Data Views

Introduction

Often times it is useful to get attributes across a large number of objects in the Flywheel hierarchy. One possible way of retrieving fields in such a manner would be looping over each level in the hierarchy, collecting the desired fields at each level. This is problematic because it is tedious to write and inefficient to execute.

A view is an abstraction that describes how to collect and aggregate data on a Flywheel instance. Views are defined as a set of columns to collect and are executed against a container (such as a project, subject or session). In addition, tabular or JSON file data may be aggregated from files, even files that are members of archives, or part of analysis output.

Data views provide an alternative way to efficiently aggregate data across the hierarchy in a tabular way, producing results like this:

project.label	subject.age	subject.sex	acquisition.label	trial_type	response_time	accuracy
color study	1040688000	male	task-redBlue	go	1.435	1
color study	1040688000	male	task-redBlue	stop	1.739	0
color study	851472000	female	task-redBlue	go	1.379	1
color study	851472000	female	task-redBlue	stop	1.534	1

Loading An Existing View

Views that already exist on flywheel can be accessed through the SDK using the get_view() command:

# Load a data view
view = fw.get_view(<view_ID>)

the view ID can be found in the URL on the UI when accessing a data view.

A list of data views available on the site can be found with the ???? command

Creating A View

Views can be created using the ViewBuilder class, or the short-hand View() method. At a minimum, one column or file must be specified when creating a data view. A simple example would be to create a view that collects all of the built-in subject columns:

# Build a data view
view = fw.View(columns='subject')

Executing A View

A View object doesn’t become useful until you execute it against a container. View results can be loaded directly into memory, or saved to a file. If the pandas python package is available, you can also load view results directly into a DataFrame. Finally, you can also save the results of a view execution directly to a container as a file.

Load JSON View

import json
with fw.read_view_data(view, project_id) as resp:
        data = json.load(resp)

Load pandas DataFrame

df = fw.read_view_dataframe(view, project_id)

Save DataFrame to Local CSV

fw.save_view_data(view, project_id, '/tmp/results.csv', format='csv')

Data Filtering

When executing a data view, you can control the data that is included in the result by passing the following named keywords to any of the functions above:

filter - a comma separated list of filters to apply to the data
skip - an amount of data to skip before returning results, helpful when paginating data
limit - an max amount of data to return, helpful when paginating data

Data Formats

The following output formats are supported:

json - The default format. Results will be returned as an array of objects, one per row.
json-row-column - A second json format where columns are separate from rows, and rows is an array of arrays.
json-flat - Similar to json, except that instead of an object, the rows are the top level array.
csv - Comma-separated values format
tsv - Tab-separated values format

Data format can be specified on any of the data view execution functions.

Columns

Data view columns are references to container fields in the form of <container>.<field>.

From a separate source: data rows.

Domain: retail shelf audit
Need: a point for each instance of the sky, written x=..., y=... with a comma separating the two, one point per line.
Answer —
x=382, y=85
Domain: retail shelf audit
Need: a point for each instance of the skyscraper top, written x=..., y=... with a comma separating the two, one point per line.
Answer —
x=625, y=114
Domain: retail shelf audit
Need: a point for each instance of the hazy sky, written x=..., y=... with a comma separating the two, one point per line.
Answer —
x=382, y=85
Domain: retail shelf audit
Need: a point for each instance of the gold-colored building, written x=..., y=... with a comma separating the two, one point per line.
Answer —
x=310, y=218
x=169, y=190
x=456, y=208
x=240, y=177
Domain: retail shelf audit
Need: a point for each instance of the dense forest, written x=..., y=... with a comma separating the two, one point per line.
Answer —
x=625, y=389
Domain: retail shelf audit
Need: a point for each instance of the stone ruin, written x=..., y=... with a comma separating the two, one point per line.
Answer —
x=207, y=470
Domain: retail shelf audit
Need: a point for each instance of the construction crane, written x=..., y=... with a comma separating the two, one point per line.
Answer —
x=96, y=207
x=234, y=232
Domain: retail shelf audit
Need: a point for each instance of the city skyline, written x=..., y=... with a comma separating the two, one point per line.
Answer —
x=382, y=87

A current list of pre-defined columns and groups of columns is available via the print_view_columns() method. For example:

project (group): All column aliases belonging to project
project.id (string): The project id
project.label (string): The project label
project.info (string): The freeform project metadata
subject (group): All column aliases belonging to subject
subject.id (string): The subject id
subject.label (string): The subject label or code
subject.firstname (string): The subject first name
subject.lastname (string): The subject last name
subject.age (int): The subject age, in seconds
subject.info (string): The freeform subject metadata
...

Adding the project group column will result in project.id and project.label being added. Likewise adding the subject group column will result in the subject id, label, firstname, lastname, age (and more) columns being added to the view.

Info Columns

The info columns are unique in that they represent the unstructured metadata associated with a container. As such, they are not included in the column groups, and behave a little bit differently. If the output data format is CSV or TSV, then a set of columns are extracted from the first row encountered, which is generally the first object created. This may result in unexpected behavior if info fields are not uniform across each object. It’s better in most cases to explicitly state which info fields you wish as columns: e.g. subject.info.IQ.

Files

Rows can also be extracted from CSV, TSV and JSON files that are present on the Flywheel instance. This can be done with the view builder by specifying which container type to find files on and a filename wildcard match. In addition, analysis files can be matched by specifying analysis_label, analysis_gear_name and/or analysis_gear_version.

For example:

# Read all columns from files named behavioral_results_*.csv on each session
view = fw.View(container='session', filename='behavioral_results*.csv')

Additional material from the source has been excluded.